Decent analysts know these things; I am not breaking new ground here. So, we can only shake our heads in wonder when we see well-known free-market economists and other formerly sound analysts and commentators embracing unsound and ill-considered positions. Among other things, we must appreciate that the sky is not falling, even if the news media and the politicians talk and act as if it is.

Yes, house prices have fallen substantially, but what did people expect — that the bubbled-up values achieved between 2001 and 2007 would be sustained forever or rise even more preposterously? We are witnessing a correction. If real estate prices have been driven up absurdly by easy credit, reckless lending, and silly expectations, then real estate prices must come down substantially. To act as if prevention of this correction represents the sine qua non of recovery is to begin one’s journey on the wrong foot. And to suppose that throwing taxpayer money mindlessly at real-estate-based securities or at people who cannot afford to make regular mortgage payments only portends a new and greater collapse of house prices later on.

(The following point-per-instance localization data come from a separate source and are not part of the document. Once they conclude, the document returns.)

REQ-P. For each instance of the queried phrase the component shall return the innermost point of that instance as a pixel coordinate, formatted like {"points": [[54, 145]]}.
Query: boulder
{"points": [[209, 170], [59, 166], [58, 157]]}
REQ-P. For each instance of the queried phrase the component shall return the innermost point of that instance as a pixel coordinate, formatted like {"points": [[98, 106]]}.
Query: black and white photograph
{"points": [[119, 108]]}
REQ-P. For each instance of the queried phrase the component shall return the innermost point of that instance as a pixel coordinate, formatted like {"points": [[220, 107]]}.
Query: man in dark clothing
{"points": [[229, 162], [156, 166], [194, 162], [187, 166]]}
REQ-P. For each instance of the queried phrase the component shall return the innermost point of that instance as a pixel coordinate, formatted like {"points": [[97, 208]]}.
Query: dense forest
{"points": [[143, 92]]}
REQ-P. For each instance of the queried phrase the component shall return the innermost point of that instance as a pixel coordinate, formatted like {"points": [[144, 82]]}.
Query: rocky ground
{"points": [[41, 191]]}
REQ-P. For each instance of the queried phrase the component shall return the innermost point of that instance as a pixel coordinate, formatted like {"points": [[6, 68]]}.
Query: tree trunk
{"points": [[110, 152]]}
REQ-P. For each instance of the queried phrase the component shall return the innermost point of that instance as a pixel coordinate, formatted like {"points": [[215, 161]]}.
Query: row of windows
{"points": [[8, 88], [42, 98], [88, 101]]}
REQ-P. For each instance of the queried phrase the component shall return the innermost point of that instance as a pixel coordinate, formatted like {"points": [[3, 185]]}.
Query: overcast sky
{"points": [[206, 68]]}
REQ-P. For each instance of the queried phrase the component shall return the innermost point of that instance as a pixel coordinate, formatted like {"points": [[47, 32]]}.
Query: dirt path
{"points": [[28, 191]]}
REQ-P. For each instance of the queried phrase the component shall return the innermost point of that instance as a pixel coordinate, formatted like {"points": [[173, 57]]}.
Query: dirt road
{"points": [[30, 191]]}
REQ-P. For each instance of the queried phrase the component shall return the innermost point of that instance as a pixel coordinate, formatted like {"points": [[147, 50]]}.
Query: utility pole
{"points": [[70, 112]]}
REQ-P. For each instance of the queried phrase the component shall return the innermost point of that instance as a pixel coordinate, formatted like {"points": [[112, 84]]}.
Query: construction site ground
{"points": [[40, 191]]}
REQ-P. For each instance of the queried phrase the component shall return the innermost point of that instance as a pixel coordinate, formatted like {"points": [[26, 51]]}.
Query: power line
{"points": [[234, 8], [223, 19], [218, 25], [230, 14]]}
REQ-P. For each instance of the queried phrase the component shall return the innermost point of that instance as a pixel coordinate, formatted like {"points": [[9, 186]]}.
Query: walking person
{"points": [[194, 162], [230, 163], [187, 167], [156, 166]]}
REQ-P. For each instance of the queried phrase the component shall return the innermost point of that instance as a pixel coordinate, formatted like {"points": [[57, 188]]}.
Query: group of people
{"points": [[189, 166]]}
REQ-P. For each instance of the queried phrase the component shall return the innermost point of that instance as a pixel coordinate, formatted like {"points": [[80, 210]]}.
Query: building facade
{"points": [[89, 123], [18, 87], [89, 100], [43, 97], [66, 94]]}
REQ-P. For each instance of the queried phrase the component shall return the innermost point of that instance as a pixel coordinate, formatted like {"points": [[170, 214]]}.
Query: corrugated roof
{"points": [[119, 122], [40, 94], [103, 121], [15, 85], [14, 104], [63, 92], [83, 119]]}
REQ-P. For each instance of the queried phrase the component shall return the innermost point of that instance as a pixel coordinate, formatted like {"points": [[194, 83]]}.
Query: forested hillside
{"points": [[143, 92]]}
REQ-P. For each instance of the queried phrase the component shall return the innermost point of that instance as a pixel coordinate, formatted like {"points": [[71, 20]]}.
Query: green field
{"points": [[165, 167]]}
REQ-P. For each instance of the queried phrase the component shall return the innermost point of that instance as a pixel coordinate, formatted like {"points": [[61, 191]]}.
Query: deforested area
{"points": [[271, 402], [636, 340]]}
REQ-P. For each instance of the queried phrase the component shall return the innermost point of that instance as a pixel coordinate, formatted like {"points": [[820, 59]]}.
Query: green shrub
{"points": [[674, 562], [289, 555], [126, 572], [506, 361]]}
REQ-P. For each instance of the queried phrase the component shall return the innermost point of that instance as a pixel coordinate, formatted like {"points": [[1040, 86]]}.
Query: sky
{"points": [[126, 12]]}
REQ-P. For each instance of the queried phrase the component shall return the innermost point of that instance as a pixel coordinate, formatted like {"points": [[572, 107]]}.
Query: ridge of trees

Of course, the new New Deal idea of the Obama regime’s "creating jobs" by bankrolling infrastructure "investments" might as well come with a written guarantee attached that it will generate nothing but resource waste and the pork-barrel distribution of vast amounts of taxpayer money to satisfy the appetites of congressmen, local politicians, construction unions, and real-estate interests. Even if a road, a bridge, or a sewer system ultimately comes forth as a visible result, the unseen alternatives forgone are almost certain to have greater value for those from whom the grasping hand of the federal state has stripped the wherewithal to pay for the projects. Free-market analysts ought to understand such matters, which are scarcely arcane, and anyone who has watched the government’s responses to previous recessions, from 1929 to the present, ought to understand the present situation without remedial instruction from me.

Yes, unemployment has risen, as it always does during a recession. But the rate of unemployment last month was only 6.7 percent. During the Great Depression, the unemployment rate often exceeded 20 percent, and many workers who had jobs in those days had only part-time employment even when they wanted to work full-time. So, despite the numerous Chicken Littles running about excitedly, the present situation does not bear comparison with the mass unemployment of the 1930s; nor does the ample safety net that now stretches beneath the unemployed — a refuge that did not exist in anything like its present setup during that difficult decade. I do not belittle the problems that involuntary unemployment may pose for people even now, but it makes no sense for policy makers to burn the house down because they have discovered that a few rats have taken up residence in it.

Above all, policy makers, economists, other analysts, and news media commentators need to cultivate an understanding of and appreciation for the wisdom of the aphorism, "don’t just stand there, undo something." The greatest mistake made in previous occasions of this sort has been to add new government burdens to the ones that helped to bring on the troubles in the first place; hence the ratchet effect in the growth of government. If only we had the wisdom to recognize a crisis as the most compelling occasion for getting rid of accumulated government burdens and idiocies, then we could throw the ratchet effect into reverse, with highly beneficial long-run consequences, including greater economic liberty and faster economic growth.